Coal industry representatives this week lobbied DoR officials to drop the plan, arguing it could significantly increase their tax burden. The general manager of the ColoWyo coal mine, Colorado's largest, said any tax rise would "negatively impact Colowyo's ability to market and sell its coal."
Suthers' opinion argued that the coal severance tax rate was set by statute with a mandate to alter the rate based on producer prices.
"[Vo]ter approval is not required prior to [the DoR] calculating and assessing the coal severance tax as required by law," Suthers wrote.
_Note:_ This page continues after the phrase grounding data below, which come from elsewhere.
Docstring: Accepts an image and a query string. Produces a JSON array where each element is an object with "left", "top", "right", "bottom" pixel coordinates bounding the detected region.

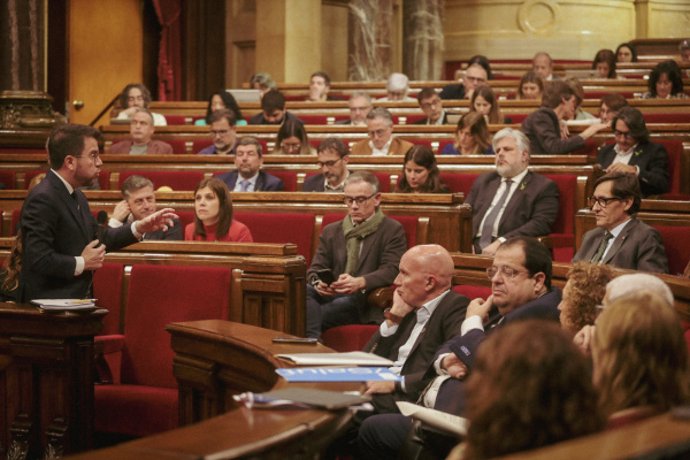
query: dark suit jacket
[
  {"left": 432, "top": 288, "right": 561, "bottom": 415},
  {"left": 302, "top": 170, "right": 353, "bottom": 192},
  {"left": 439, "top": 83, "right": 466, "bottom": 100},
  {"left": 307, "top": 216, "right": 407, "bottom": 323},
  {"left": 108, "top": 139, "right": 173, "bottom": 154},
  {"left": 521, "top": 107, "right": 586, "bottom": 154},
  {"left": 248, "top": 110, "right": 302, "bottom": 126},
  {"left": 216, "top": 170, "right": 284, "bottom": 191},
  {"left": 413, "top": 112, "right": 449, "bottom": 125},
  {"left": 597, "top": 142, "right": 670, "bottom": 197},
  {"left": 466, "top": 171, "right": 560, "bottom": 240},
  {"left": 572, "top": 218, "right": 669, "bottom": 273},
  {"left": 350, "top": 137, "right": 414, "bottom": 156},
  {"left": 364, "top": 291, "right": 469, "bottom": 401},
  {"left": 18, "top": 171, "right": 138, "bottom": 302},
  {"left": 144, "top": 218, "right": 183, "bottom": 241}
]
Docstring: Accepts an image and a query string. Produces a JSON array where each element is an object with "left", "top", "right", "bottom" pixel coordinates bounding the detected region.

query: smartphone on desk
[
  {"left": 315, "top": 268, "right": 335, "bottom": 285},
  {"left": 272, "top": 337, "right": 318, "bottom": 344}
]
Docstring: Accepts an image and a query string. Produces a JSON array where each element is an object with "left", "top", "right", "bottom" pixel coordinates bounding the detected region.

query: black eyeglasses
[
  {"left": 343, "top": 192, "right": 377, "bottom": 206},
  {"left": 588, "top": 195, "right": 622, "bottom": 208},
  {"left": 317, "top": 158, "right": 343, "bottom": 168}
]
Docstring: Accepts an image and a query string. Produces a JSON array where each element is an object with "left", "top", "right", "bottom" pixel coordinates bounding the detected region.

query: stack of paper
[
  {"left": 275, "top": 351, "right": 394, "bottom": 366},
  {"left": 31, "top": 299, "right": 97, "bottom": 312}
]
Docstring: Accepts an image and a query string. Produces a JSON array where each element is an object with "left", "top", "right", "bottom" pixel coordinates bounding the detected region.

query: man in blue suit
[{"left": 216, "top": 136, "right": 284, "bottom": 192}]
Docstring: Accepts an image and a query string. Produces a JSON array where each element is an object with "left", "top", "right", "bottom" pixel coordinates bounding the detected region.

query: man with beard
[
  {"left": 466, "top": 128, "right": 559, "bottom": 256},
  {"left": 303, "top": 138, "right": 351, "bottom": 192}
]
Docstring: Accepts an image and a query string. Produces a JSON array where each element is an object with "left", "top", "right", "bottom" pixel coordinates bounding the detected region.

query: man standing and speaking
[{"left": 18, "top": 124, "right": 177, "bottom": 302}]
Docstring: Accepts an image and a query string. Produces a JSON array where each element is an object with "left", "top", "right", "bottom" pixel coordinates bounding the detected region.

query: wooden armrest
[
  {"left": 367, "top": 286, "right": 395, "bottom": 310},
  {"left": 94, "top": 334, "right": 125, "bottom": 385}
]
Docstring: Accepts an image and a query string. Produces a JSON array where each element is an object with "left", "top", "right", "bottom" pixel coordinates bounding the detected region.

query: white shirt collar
[
  {"left": 370, "top": 138, "right": 393, "bottom": 156},
  {"left": 51, "top": 169, "right": 75, "bottom": 194}
]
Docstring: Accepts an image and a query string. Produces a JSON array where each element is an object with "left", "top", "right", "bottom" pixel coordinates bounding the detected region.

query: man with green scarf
[{"left": 306, "top": 171, "right": 407, "bottom": 338}]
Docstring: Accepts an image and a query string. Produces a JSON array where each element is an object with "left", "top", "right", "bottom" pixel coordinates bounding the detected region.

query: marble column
[
  {"left": 348, "top": 0, "right": 394, "bottom": 81},
  {"left": 403, "top": 0, "right": 444, "bottom": 80},
  {"left": 0, "top": 0, "right": 44, "bottom": 91}
]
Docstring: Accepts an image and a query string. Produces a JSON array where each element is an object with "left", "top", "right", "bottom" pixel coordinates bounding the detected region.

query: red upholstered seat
[
  {"left": 0, "top": 171, "right": 15, "bottom": 189},
  {"left": 652, "top": 225, "right": 690, "bottom": 276},
  {"left": 176, "top": 210, "right": 196, "bottom": 230},
  {"left": 638, "top": 113, "right": 690, "bottom": 124},
  {"left": 234, "top": 211, "right": 316, "bottom": 264},
  {"left": 299, "top": 114, "right": 331, "bottom": 125},
  {"left": 95, "top": 264, "right": 231, "bottom": 437},
  {"left": 166, "top": 139, "right": 189, "bottom": 154},
  {"left": 439, "top": 172, "right": 478, "bottom": 195},
  {"left": 192, "top": 138, "right": 213, "bottom": 153},
  {"left": 163, "top": 114, "right": 189, "bottom": 125},
  {"left": 543, "top": 174, "right": 578, "bottom": 262},
  {"left": 321, "top": 324, "right": 378, "bottom": 352},
  {"left": 94, "top": 263, "right": 125, "bottom": 335},
  {"left": 657, "top": 140, "right": 683, "bottom": 198},
  {"left": 264, "top": 170, "right": 297, "bottom": 191},
  {"left": 453, "top": 284, "right": 491, "bottom": 300},
  {"left": 117, "top": 170, "right": 204, "bottom": 191}
]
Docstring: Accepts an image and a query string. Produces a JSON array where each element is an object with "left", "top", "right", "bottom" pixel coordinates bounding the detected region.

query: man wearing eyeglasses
[
  {"left": 336, "top": 92, "right": 373, "bottom": 126},
  {"left": 305, "top": 171, "right": 407, "bottom": 338},
  {"left": 357, "top": 237, "right": 560, "bottom": 457},
  {"left": 198, "top": 109, "right": 237, "bottom": 155},
  {"left": 17, "top": 124, "right": 178, "bottom": 302},
  {"left": 351, "top": 108, "right": 414, "bottom": 156},
  {"left": 303, "top": 138, "right": 351, "bottom": 192},
  {"left": 596, "top": 106, "right": 669, "bottom": 197},
  {"left": 439, "top": 63, "right": 488, "bottom": 101},
  {"left": 572, "top": 172, "right": 668, "bottom": 273}
]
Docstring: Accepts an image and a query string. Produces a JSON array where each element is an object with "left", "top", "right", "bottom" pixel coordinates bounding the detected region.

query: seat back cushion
[
  {"left": 234, "top": 211, "right": 316, "bottom": 264},
  {"left": 93, "top": 263, "right": 125, "bottom": 335},
  {"left": 653, "top": 225, "right": 690, "bottom": 276},
  {"left": 121, "top": 264, "right": 231, "bottom": 388}
]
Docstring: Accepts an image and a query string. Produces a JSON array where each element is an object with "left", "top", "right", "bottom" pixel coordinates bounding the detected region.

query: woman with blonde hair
[
  {"left": 592, "top": 292, "right": 690, "bottom": 428},
  {"left": 558, "top": 261, "right": 616, "bottom": 335},
  {"left": 441, "top": 112, "right": 493, "bottom": 155}
]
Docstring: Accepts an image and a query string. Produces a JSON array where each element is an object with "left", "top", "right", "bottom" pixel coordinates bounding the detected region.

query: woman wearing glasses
[
  {"left": 274, "top": 118, "right": 314, "bottom": 155},
  {"left": 596, "top": 106, "right": 669, "bottom": 197}
]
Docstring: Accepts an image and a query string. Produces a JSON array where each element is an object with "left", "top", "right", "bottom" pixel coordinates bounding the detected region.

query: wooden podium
[{"left": 0, "top": 302, "right": 106, "bottom": 459}]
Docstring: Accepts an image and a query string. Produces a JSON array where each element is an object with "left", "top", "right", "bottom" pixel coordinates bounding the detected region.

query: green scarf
[{"left": 342, "top": 208, "right": 385, "bottom": 275}]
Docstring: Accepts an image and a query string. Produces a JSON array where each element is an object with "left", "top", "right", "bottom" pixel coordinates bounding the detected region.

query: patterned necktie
[
  {"left": 240, "top": 179, "right": 250, "bottom": 192},
  {"left": 479, "top": 179, "right": 513, "bottom": 250},
  {"left": 591, "top": 231, "right": 614, "bottom": 263}
]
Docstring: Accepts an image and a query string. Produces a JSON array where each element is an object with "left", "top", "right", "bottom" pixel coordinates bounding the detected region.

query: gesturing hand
[{"left": 82, "top": 239, "right": 106, "bottom": 270}]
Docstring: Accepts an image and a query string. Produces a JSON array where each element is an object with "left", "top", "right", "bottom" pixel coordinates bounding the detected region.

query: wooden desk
[
  {"left": 0, "top": 302, "right": 106, "bottom": 458},
  {"left": 66, "top": 320, "right": 360, "bottom": 459}
]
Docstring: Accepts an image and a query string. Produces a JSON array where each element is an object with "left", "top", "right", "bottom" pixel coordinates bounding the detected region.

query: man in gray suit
[
  {"left": 573, "top": 172, "right": 668, "bottom": 273},
  {"left": 466, "top": 127, "right": 560, "bottom": 256},
  {"left": 306, "top": 171, "right": 407, "bottom": 338}
]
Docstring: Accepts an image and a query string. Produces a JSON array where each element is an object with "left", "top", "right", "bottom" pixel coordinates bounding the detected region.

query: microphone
[{"left": 95, "top": 210, "right": 109, "bottom": 245}]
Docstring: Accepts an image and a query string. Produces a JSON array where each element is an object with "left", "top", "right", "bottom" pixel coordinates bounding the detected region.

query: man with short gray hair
[
  {"left": 351, "top": 107, "right": 414, "bottom": 156},
  {"left": 306, "top": 171, "right": 407, "bottom": 338},
  {"left": 466, "top": 127, "right": 559, "bottom": 256},
  {"left": 378, "top": 72, "right": 416, "bottom": 102},
  {"left": 109, "top": 175, "right": 183, "bottom": 240}
]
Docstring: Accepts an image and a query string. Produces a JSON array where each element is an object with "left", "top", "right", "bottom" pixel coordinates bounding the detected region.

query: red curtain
[{"left": 152, "top": 0, "right": 182, "bottom": 101}]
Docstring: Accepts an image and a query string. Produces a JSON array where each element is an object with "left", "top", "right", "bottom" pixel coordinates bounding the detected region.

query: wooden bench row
[
  {"left": 0, "top": 191, "right": 470, "bottom": 253},
  {"left": 145, "top": 97, "right": 690, "bottom": 120},
  {"left": 65, "top": 250, "right": 690, "bottom": 459}
]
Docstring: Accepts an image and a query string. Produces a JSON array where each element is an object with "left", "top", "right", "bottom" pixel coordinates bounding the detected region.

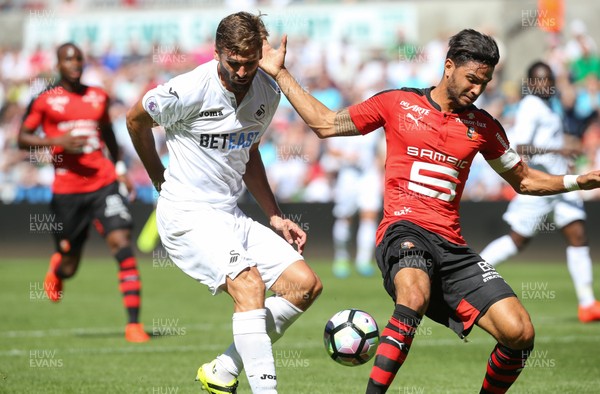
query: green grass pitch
[{"left": 1, "top": 257, "right": 600, "bottom": 393}]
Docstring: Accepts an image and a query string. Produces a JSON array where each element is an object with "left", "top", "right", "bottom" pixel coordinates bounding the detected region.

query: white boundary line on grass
[
  {"left": 1, "top": 327, "right": 600, "bottom": 357},
  {"left": 1, "top": 323, "right": 216, "bottom": 338}
]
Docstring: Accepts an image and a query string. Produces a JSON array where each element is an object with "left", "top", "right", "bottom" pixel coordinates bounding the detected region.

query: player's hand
[
  {"left": 118, "top": 175, "right": 137, "bottom": 202},
  {"left": 259, "top": 35, "right": 288, "bottom": 79},
  {"left": 53, "top": 132, "right": 87, "bottom": 152},
  {"left": 576, "top": 171, "right": 600, "bottom": 190},
  {"left": 270, "top": 215, "right": 307, "bottom": 254}
]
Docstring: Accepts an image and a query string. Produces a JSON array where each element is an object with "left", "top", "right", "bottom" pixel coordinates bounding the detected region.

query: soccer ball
[{"left": 323, "top": 309, "right": 380, "bottom": 366}]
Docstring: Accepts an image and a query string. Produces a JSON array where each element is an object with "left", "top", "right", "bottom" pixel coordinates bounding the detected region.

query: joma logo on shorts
[{"left": 260, "top": 373, "right": 276, "bottom": 380}]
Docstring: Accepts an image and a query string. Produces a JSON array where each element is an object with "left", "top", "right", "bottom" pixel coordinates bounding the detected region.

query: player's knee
[
  {"left": 502, "top": 317, "right": 535, "bottom": 349},
  {"left": 304, "top": 274, "right": 323, "bottom": 305},
  {"left": 106, "top": 230, "right": 132, "bottom": 254},
  {"left": 566, "top": 231, "right": 587, "bottom": 247},
  {"left": 287, "top": 269, "right": 323, "bottom": 309},
  {"left": 400, "top": 292, "right": 429, "bottom": 315},
  {"left": 394, "top": 272, "right": 430, "bottom": 314}
]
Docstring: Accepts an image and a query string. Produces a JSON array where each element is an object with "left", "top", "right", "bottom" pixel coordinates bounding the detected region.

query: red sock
[
  {"left": 115, "top": 247, "right": 141, "bottom": 323},
  {"left": 480, "top": 344, "right": 532, "bottom": 394},
  {"left": 366, "top": 304, "right": 421, "bottom": 394}
]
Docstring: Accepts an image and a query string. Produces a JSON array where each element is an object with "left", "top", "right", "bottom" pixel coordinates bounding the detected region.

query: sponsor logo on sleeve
[{"left": 144, "top": 96, "right": 160, "bottom": 116}]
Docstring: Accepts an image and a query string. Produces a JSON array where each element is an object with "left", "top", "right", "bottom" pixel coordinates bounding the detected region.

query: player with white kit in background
[
  {"left": 480, "top": 61, "right": 600, "bottom": 323},
  {"left": 324, "top": 130, "right": 383, "bottom": 278}
]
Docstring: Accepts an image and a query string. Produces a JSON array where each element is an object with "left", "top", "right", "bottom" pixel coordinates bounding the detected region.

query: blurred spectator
[
  {"left": 565, "top": 19, "right": 600, "bottom": 84},
  {"left": 100, "top": 43, "right": 123, "bottom": 73},
  {"left": 29, "top": 44, "right": 53, "bottom": 77},
  {"left": 574, "top": 74, "right": 600, "bottom": 131},
  {"left": 310, "top": 66, "right": 344, "bottom": 112},
  {"left": 575, "top": 74, "right": 600, "bottom": 123},
  {"left": 570, "top": 38, "right": 600, "bottom": 84},
  {"left": 565, "top": 19, "right": 598, "bottom": 63},
  {"left": 544, "top": 32, "right": 569, "bottom": 78}
]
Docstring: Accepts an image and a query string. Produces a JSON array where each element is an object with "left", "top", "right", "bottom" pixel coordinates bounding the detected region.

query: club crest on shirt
[
  {"left": 254, "top": 104, "right": 266, "bottom": 120},
  {"left": 400, "top": 241, "right": 415, "bottom": 249},
  {"left": 466, "top": 126, "right": 479, "bottom": 140}
]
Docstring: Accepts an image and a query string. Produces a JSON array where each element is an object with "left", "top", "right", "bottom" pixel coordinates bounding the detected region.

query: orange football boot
[
  {"left": 125, "top": 323, "right": 150, "bottom": 342},
  {"left": 44, "top": 253, "right": 63, "bottom": 302},
  {"left": 579, "top": 301, "right": 600, "bottom": 323}
]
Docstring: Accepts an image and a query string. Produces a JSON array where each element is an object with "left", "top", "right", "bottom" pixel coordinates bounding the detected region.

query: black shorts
[
  {"left": 376, "top": 220, "right": 515, "bottom": 338},
  {"left": 50, "top": 182, "right": 133, "bottom": 255}
]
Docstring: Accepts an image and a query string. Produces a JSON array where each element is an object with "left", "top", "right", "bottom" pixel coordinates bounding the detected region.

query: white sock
[
  {"left": 566, "top": 246, "right": 596, "bottom": 307},
  {"left": 231, "top": 309, "right": 277, "bottom": 393},
  {"left": 333, "top": 218, "right": 350, "bottom": 262},
  {"left": 480, "top": 235, "right": 518, "bottom": 266},
  {"left": 356, "top": 218, "right": 376, "bottom": 266},
  {"left": 217, "top": 297, "right": 303, "bottom": 379}
]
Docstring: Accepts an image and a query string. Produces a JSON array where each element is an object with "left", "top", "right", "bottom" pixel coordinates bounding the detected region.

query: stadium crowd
[{"left": 1, "top": 17, "right": 599, "bottom": 204}]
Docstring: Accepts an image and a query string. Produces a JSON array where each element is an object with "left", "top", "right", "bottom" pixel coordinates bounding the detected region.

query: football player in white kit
[
  {"left": 126, "top": 12, "right": 322, "bottom": 394},
  {"left": 325, "top": 131, "right": 383, "bottom": 278},
  {"left": 480, "top": 61, "right": 600, "bottom": 323}
]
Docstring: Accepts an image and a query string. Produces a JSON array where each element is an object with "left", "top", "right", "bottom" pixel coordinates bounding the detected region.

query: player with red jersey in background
[
  {"left": 18, "top": 42, "right": 149, "bottom": 343},
  {"left": 260, "top": 29, "right": 600, "bottom": 393}
]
In future, he added, DoR should "calculate the current coal tax rate using the increase or decrease in the index of producers' prices based on...January, 1978."
Colorado Mining Association (CMA) President Stuart A Sanderson disagreed, arguing TABOR supersedes all other tax statutes and can only be altered by referendum. But Suthers' representative did not question Sanderson on his charges.
"Unfortunately, the Attorney General has chosen not to engage in a dialogue here today over some legal arguments and questions," Sanderson said. "There are substantial questions about the opinion's validity.
Colorado has 10 coal mines and coal accounts for 26 percent of the state's electricity.